Anyway, screw all the haters. PHP is rad. There's tons of code out there for you to examine and steal from. Not all of it is good, but you'll get a general feel for things as you go.

Obviously, there are folks who disagree, but personally, I think that frameworks, at least in the context of PHP, just add complexity when the language itself has already provided the abstraction you need to get the job done. Maybe that's just me, though... I dunno.

After you've done this for a little while, you'll start to develop a nice little library of standard functions you can re-use over and over again.

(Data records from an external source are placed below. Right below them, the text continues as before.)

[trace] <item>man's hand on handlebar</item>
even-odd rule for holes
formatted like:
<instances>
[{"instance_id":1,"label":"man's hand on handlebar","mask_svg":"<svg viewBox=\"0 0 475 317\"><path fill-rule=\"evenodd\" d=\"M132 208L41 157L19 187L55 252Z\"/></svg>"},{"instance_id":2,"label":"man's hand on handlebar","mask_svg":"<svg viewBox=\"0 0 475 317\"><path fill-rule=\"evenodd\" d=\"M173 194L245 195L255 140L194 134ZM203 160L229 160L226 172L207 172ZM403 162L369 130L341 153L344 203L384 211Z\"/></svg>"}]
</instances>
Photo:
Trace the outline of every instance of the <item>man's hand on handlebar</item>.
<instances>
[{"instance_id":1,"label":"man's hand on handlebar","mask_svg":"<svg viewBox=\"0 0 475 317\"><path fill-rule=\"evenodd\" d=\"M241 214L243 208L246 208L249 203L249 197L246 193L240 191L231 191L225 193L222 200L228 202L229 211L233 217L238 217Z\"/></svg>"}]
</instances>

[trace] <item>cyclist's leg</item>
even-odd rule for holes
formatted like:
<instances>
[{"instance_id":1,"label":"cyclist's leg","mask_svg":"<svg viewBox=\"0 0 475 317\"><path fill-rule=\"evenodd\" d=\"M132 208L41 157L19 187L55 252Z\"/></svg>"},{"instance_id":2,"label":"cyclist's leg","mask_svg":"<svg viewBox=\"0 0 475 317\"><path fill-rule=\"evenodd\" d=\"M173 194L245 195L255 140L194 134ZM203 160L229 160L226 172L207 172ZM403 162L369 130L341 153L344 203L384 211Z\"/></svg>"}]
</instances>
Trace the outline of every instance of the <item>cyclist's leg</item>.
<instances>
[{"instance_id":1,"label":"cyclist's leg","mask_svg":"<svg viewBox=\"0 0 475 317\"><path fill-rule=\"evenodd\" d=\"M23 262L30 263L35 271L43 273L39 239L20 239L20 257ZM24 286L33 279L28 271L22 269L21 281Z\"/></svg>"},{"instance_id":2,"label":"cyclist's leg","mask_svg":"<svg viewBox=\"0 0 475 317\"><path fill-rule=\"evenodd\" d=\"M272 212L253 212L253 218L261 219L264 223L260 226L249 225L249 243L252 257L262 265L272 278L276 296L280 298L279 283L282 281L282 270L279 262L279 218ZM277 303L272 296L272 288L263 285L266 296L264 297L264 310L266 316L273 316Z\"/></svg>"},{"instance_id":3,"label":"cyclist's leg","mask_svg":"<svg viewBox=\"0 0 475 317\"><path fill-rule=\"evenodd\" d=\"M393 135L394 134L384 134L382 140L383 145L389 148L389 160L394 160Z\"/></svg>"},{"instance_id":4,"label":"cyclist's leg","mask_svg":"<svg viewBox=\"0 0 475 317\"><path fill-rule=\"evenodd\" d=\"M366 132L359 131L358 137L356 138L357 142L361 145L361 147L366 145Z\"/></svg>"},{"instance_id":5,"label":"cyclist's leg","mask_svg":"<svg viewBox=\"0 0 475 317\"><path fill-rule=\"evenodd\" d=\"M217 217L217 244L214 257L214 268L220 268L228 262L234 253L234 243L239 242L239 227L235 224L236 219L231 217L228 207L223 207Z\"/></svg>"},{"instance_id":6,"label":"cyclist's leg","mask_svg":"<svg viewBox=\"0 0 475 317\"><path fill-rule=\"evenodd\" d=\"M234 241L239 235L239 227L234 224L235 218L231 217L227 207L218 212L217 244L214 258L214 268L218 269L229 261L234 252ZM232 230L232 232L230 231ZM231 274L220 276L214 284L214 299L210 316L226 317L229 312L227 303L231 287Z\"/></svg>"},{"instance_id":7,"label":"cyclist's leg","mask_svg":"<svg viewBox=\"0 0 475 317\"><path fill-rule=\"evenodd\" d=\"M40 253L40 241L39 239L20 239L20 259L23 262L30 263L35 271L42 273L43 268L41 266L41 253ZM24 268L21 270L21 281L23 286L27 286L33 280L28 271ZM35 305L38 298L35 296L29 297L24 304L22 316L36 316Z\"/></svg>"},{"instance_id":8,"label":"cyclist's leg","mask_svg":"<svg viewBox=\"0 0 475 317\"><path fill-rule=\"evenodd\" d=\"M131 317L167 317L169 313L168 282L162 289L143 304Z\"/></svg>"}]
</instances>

Anyway, the best thing to do is join your local php programming group. 'Course, I dunno about Egypt, but joining a mailing list, at the very least, gives you a place to bounce ideas off other people and to learn new stuff.
posted by ph00dz at 10:44 PM on April 20, 2007


Do look at frameworks (CodeIgniter is simple and pretty good, although I abandoned it due to some bugs and Unicode deficiencies), and please read up on security issues. Almost every novice PHP programmer leaves vulnerabilities all over the place.

PHP is a mess, but it's a ubiquitous, lightweight mess, and if you use it the right way you can avoid most of the nastier aspects and hold out until server-side JavaScript replaces it (OK, I can dream).
posted by malevolent at 1:58 AM on April 21, 2007


I'd also recommend avoiding frameworks. Not because they aren't necessarily helpful, but that they tend to follow the 80-20 rule with implementation. 80% of the stuff they'll do out of the box, but the last 20% will have you cursing and swearing and wishing you'd just written it yourself.

The other problem with PHP frameworks—and for me this is the killer—is that PHP is stateless. There's no application server holding all the singleton objects, so each and every page view requires loading up an assload of classes. The whole advantage to PHP over something like Java is that it is fundamentally lightweight. Start adding the complexity of a framework on top of each page request, and you kill the original advantages of the language.
posted by Civil_Disobedient at 6:07 AM on April 21, 2007


Best answer: If you're looking for a leg up on the language, you only really need two things: the PHP Manual's language reference (how do I do a for loop again?) and a Firefox smart keyword to look up whatever you need in the PHP function reference. Neat tip: if you type in http://www.php.net/[insert function/search term here] the PHP site will parse your request and attempt to show you the reference page for the function, data structure or whatever you've just typed in. Very neat.

You're lucky in that PHP has some outstanding documentation; I have personally never bothered with anything else because the manual is so complete. Anything that the manual didn't cover explicitly, I went looking for other people's source code.

(As someone who's just made the move to Django and Python, yes, frameworks are quite lovely, but not absolutely necessary. Besides which, there's no harm in learning to crawl before you run. Though since you've been working with CF for a while already, maybe you can appreciate the abstractions many frameworks bring to the table, like never having to deal with SQL code for basic insert/select tasks. In any case, knowing PHP is never a bad thing.)
posted by chrominance at 8:02 AM on April 21, 2007


Response by poster: Okay, thanks everyone for your answers.

Basically, to sum up the responses so far: Ruby on Rails is great/sucks, PHP is great/okay/sucks and is riddled with security holes, and if I do go ahead with PHP then I most certainly should/shouldn't use frameworks. :-)

I'll definitely read through the links you've given me and see what I can learn. Best answer stickers to be handed out shortly.